Seven months after the Pennsylvania Historical and Museum Commission became the owner of an LGBTQ-oriented historic marker installed near Rittenhouse Square, it remains to be seen whether its language will be revised to recognize contributions of the the early transgender community. Revisions may hinge on whether the city elects its first openly-trans City Council member in November.
The marker, dedicated last fall, commemorates a 1965 LGBTQ sit-in at Dewey’s, a restaurant that was located at 219 S. 17th St. The restaurant has since been demolished and a Hyatt Hotel stands at the site.
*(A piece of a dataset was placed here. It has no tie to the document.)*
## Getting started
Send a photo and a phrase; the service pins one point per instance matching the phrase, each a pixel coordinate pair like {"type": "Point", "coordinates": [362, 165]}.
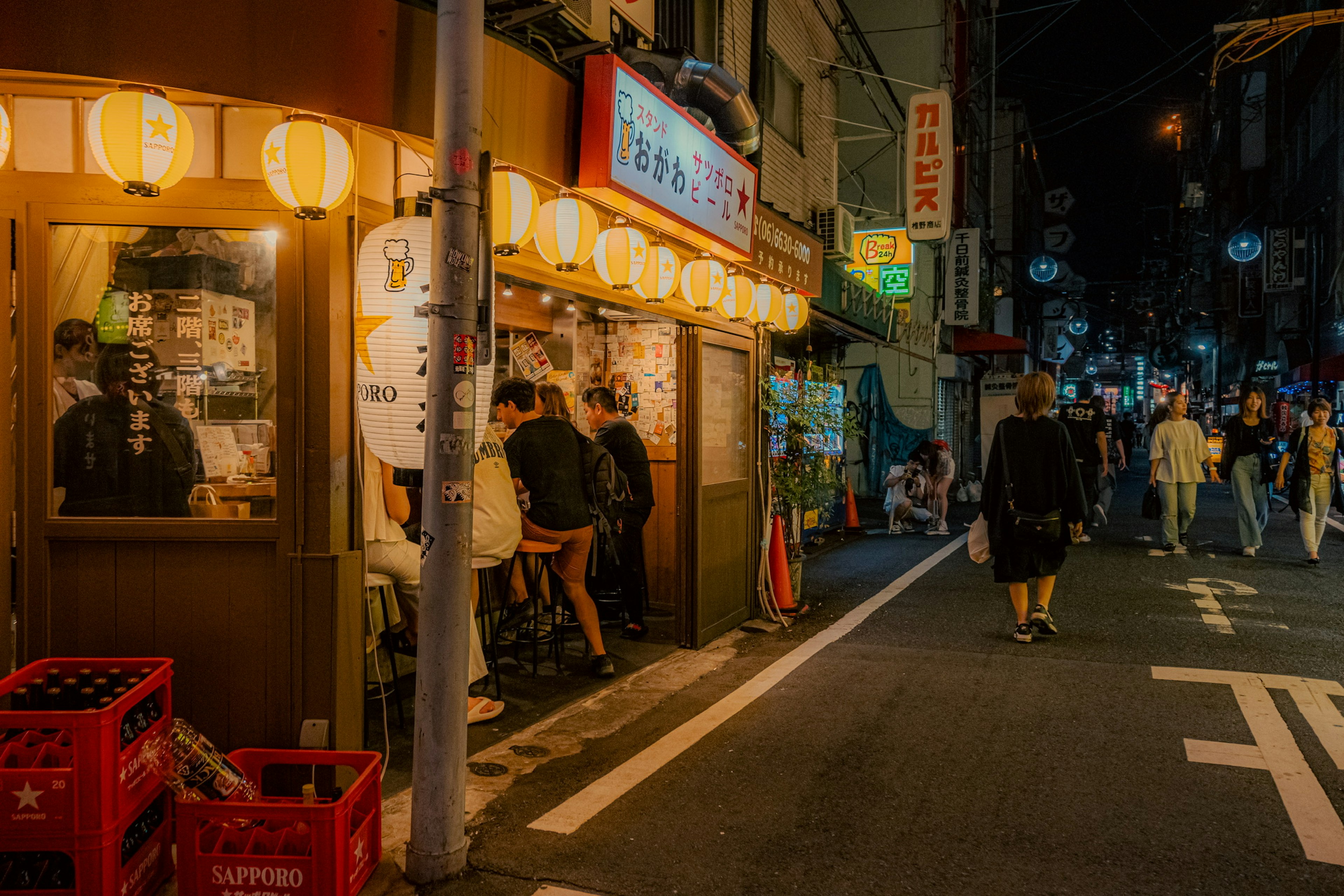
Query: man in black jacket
{"type": "Point", "coordinates": [620, 439]}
The marker was sponsored and funded by Equality Forum, a Philadelphia-based LGBTQ advocacy group.
The text of the marker states: “Activists led one of the nation’s first LGBT sit-ins here in 1965 after homosexuals were denied service at Dewey’s restaurant. Inspired by African-American lunch-counter sit-ins, this event prompted Dewey’s to stop its discriminatory policy, an early victory for LGBT rights.”
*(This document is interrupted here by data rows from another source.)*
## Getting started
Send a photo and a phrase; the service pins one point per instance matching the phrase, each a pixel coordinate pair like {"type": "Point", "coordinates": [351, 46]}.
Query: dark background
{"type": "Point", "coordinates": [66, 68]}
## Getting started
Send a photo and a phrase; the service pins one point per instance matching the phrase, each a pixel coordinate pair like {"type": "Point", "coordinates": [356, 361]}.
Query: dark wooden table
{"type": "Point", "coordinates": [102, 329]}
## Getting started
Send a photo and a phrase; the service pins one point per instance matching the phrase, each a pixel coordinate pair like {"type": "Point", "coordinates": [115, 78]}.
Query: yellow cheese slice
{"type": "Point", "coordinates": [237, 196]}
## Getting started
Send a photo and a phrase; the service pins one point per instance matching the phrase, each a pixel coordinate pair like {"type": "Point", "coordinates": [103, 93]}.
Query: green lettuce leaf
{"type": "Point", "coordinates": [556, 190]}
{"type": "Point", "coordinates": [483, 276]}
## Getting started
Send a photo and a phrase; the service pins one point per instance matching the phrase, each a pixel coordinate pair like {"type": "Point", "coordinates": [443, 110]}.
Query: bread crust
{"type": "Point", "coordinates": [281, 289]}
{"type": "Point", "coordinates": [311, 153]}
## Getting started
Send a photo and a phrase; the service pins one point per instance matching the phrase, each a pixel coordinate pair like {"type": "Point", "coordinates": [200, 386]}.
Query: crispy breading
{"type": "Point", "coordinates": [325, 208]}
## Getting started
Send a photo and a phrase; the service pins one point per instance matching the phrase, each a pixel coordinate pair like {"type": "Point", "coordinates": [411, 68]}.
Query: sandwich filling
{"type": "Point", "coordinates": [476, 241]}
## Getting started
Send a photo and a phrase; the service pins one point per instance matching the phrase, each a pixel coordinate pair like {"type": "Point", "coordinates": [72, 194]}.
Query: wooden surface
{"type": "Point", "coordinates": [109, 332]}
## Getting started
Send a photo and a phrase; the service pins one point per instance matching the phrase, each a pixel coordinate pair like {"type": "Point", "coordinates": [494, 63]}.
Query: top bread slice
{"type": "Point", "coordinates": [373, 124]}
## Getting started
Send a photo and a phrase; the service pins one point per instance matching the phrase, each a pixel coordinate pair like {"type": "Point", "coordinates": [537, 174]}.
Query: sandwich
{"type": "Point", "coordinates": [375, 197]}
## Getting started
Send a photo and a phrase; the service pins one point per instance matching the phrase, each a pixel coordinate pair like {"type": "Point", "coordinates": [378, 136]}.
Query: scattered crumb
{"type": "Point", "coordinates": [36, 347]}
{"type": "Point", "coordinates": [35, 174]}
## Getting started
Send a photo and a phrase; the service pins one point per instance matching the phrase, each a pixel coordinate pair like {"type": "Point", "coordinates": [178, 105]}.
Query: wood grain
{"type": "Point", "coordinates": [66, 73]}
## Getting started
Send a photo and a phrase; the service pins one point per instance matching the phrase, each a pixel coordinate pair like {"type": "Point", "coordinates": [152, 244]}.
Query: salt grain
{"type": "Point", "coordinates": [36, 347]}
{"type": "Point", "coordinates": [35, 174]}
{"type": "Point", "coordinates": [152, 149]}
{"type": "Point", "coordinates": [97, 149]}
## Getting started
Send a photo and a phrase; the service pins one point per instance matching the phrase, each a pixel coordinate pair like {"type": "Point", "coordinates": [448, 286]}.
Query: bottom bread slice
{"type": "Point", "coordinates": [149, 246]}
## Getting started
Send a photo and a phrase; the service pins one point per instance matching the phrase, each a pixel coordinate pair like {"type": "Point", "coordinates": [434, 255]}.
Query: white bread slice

Deja Alvarez, the city’s first openly-trans candidate for City Council, says the marker’s language should be replaced because gender-variant individuals — not “homosexuals” — were the target of Dewey’s exclusionary policy and led the subsequent protests. She pledged to introduce a resolution calling for replacement language, if elected to City Council in November.
“Absolutely, I will do a resolution to correct the Dewey’s marker [if elected],” Alvarez told PGN this week. “History is important. But our [trans] history continues to be denied and erased. If we’re going to preserve history, it has to be the correct version of history. We can’t have cisgender people rewriting trans people out of history.”
Alvarez emphasized the importance of historical accuracy. “In a city that is so rich with history, making sure the Dewey’s Sit-In story is told correctly is important,” she reiterated.
On Dec. 14, 2017, City Council adopted a resolution calling for the installation of a historical marker commemorating the Dewey’s Sit-In. However, the resolution didn’t specify language for the marker.
Alvarez believes the council would be receptive to another resolution calling for replacement language. “I think they would be open to hearing the reason why it needs to be corrected,” she said. “I think they would be open to understanding.”
Howard Pollman, a PHMC spokesperson, said it would cost about $1,350 to have the marker replaced. Historic markers typically cost about $1,600, Pollman said, but a pole for the marker has already been installed, reducing the cost.
Alvarez pledged to spearhead a fundraising effort to pay for a new marker, if elected. “We’ll figure out a way to raise the necessary funds to correct it,” she said.
Alvarez also said she’ll organize a committee composed of trans people and the broader LGBTQ community to formulate the replacement language. “It just can’t be my voice or my decision alone,” she said. “It has to be larger than that.”
Bob Skiba, a local historian and the archivist at William Way LGBT Community Center, told PGN he would serve on a committee formed by Alvarez. “I’d be happy to [serve on a committee], especially if Deja is taking the lead,” Skiba said, in an April 26 email. “I thought it was important that a trans person spearhead this.”
Pollman said the marker’s current language was a collaborative effort between Equality Forum and PHMC staff. He said PHMC’s historic-marker program has existed for about 70 years and “very few” markers have been replaced.
Todd Snovel, executive director of the Pennsylvania Commission on LGBTQ Affairs, said the group has discussed the Dewey’s Sit-In marker with PHMC.
“Our commission did engage with the Pennsylvania Historic and Museum Commission last fall after the concerns were expressed, to gain a better sense for how nominations for historic markers were submitted and vetted,” Snovel wrote, in an April 26 email. “After learning about the process, we also reached out to the leadership of Equality Forum, the organization who sponsored the nomination and provided language for the marker, to make them aware of the concerns relayed through PGN. We would recommend reaching out to Equality Forum to see if they have made a decision regarding moving forward with altering the language of the marker.”
Malcolm Lazin, executive director of Equality Forum, couldn’t be reached for comment.
Pollman said permission from Equality Forum for a replacement marker wouldn’t be needed, because PHMC owns the marker. “Once a marker is fabricated and installed it becomes the property of PHMC who maintains the marker in perpetuity,” he explained.